Acne that is traditionally treated with active ingredients such as salicylic acid may now be treatable over-the-counter (OTC) with the help of retinoids for the first time. The U.S. Food and Drug Administration (FDA) has finally approved Differin Gel 0.1% (adapalene) as an over-the-counter solution to acne for people 12 and older.
Differin 0.1% Prescription Gel
How Do Retinoids Fight Acne?
Retinoids are compounds that are chemically related to vitamin A. They help regulate the growth of epithelial cells, which are the cells that line organs and glands within the body and comprise our largest organ, skin. Mature and maturing skin that is bombarded by sebum, keratin, inflammatory lipids, and bacteria may not be getting enough retinoids to fight back against acne vulgaris.
Retinoids like Differin prepare the skin to fight against acne. They make an effective first-line defense against the many factors that cause visible acne. Other common retinoids include: Retin-A and Tretinoin. Products like Differin help soften the outer layer of skin and allow keratin to shed rather than clog pores in acne-prone areas.
Once the retinoids have eliminated some of the major acne-causing factors, physicians advise combining them with a gentle antibacterial wash. Acne-causing bacteria that remains even in retinoid-treated skin may continue to cause acne flare-ups, so medicine use in combination is advised. Once most of the microbes are gone, often after the first few months, it is most effective to discontinue antimicrobial treatment.
Why Is Differin Now Over-the-Counter?
Previously, Differin was used at a higher concentration for better absorption, and as a prescription medication, it could be monitored closely by physicians. Without expansive testing, medical professionals were unable to attest to the safety of everyday use of Differin as an OTC medication.

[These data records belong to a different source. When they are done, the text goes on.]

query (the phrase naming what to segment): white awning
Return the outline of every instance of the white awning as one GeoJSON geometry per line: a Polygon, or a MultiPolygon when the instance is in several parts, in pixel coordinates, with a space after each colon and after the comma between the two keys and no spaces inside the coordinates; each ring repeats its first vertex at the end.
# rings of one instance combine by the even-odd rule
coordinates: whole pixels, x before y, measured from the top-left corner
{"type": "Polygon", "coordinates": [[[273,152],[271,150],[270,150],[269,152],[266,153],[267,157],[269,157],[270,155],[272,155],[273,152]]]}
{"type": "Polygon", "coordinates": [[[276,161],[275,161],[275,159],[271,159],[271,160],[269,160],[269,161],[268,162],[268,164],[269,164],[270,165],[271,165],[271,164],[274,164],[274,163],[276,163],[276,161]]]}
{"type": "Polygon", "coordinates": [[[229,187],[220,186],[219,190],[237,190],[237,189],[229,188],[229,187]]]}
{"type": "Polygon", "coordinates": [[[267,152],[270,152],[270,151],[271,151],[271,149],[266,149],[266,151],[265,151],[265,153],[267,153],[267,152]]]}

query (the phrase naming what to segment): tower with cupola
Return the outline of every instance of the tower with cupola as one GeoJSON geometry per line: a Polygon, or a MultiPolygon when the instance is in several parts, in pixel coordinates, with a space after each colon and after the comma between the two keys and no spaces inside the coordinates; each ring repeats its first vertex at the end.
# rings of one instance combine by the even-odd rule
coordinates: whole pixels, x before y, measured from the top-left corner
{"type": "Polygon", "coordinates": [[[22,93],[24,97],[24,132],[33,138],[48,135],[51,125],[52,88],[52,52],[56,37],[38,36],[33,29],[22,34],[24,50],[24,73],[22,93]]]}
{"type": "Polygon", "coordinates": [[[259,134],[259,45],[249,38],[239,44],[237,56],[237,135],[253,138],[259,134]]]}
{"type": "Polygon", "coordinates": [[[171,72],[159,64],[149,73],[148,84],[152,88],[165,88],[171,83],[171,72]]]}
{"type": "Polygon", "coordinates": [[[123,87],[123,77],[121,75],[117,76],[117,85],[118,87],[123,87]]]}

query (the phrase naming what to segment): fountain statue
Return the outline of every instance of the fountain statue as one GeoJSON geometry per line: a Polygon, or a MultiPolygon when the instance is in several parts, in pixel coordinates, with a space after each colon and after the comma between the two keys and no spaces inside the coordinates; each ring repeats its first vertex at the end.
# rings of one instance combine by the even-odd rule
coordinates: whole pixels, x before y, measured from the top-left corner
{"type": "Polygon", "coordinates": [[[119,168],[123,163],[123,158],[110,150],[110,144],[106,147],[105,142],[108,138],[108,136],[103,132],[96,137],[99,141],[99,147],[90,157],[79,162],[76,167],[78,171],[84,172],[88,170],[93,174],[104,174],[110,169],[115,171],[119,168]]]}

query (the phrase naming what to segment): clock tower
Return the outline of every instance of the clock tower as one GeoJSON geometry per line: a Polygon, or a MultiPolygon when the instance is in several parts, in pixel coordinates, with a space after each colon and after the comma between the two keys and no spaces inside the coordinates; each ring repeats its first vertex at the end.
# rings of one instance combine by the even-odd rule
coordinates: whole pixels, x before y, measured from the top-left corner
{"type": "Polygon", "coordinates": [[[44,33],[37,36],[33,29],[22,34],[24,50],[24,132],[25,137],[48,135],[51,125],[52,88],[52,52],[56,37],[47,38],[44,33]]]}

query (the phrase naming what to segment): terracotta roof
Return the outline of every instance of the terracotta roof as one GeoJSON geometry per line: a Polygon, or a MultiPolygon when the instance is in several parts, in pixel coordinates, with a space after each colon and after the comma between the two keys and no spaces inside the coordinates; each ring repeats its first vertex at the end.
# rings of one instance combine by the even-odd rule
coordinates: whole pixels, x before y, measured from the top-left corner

Low absorption is usually a prerequisite of allowing OTC consumption of medications, as it greatly reduces the risk of side effects and overdose. It has also been recorded that use of Differin causes an exacerbation rather than remission of acne in the first few weeks of treatment. The effect lasts only until Differin has taken full effect, after which acne pustules quickly fade.
Use of Differin also increases the risks associated with overexposure to ultraviolet (UV) rays from the sun. An increased risk of sunburn and consequent permanent skin damage kept Differin under tight control until recently.
However, Differin received FDA approval after 5 clinical trials determined that absorption was low enough to allow Differin to be sold at 0.3% strength. The approval means that there is a new ingredient available for widespread OTC treatment of acne, which has not happened since the 1980s.
What Does This Mean For Acne Treatment in the Future?
With greater access to effective combinations of over-the-counter acne medications, public use and testimonial may help garner interest and research money for further research into viable acne treatments. Researchers will also have an easier time getting approval and funds to improve the ways in which acne is treated now, which could lead to even broader OTC access to prescription acne treatments.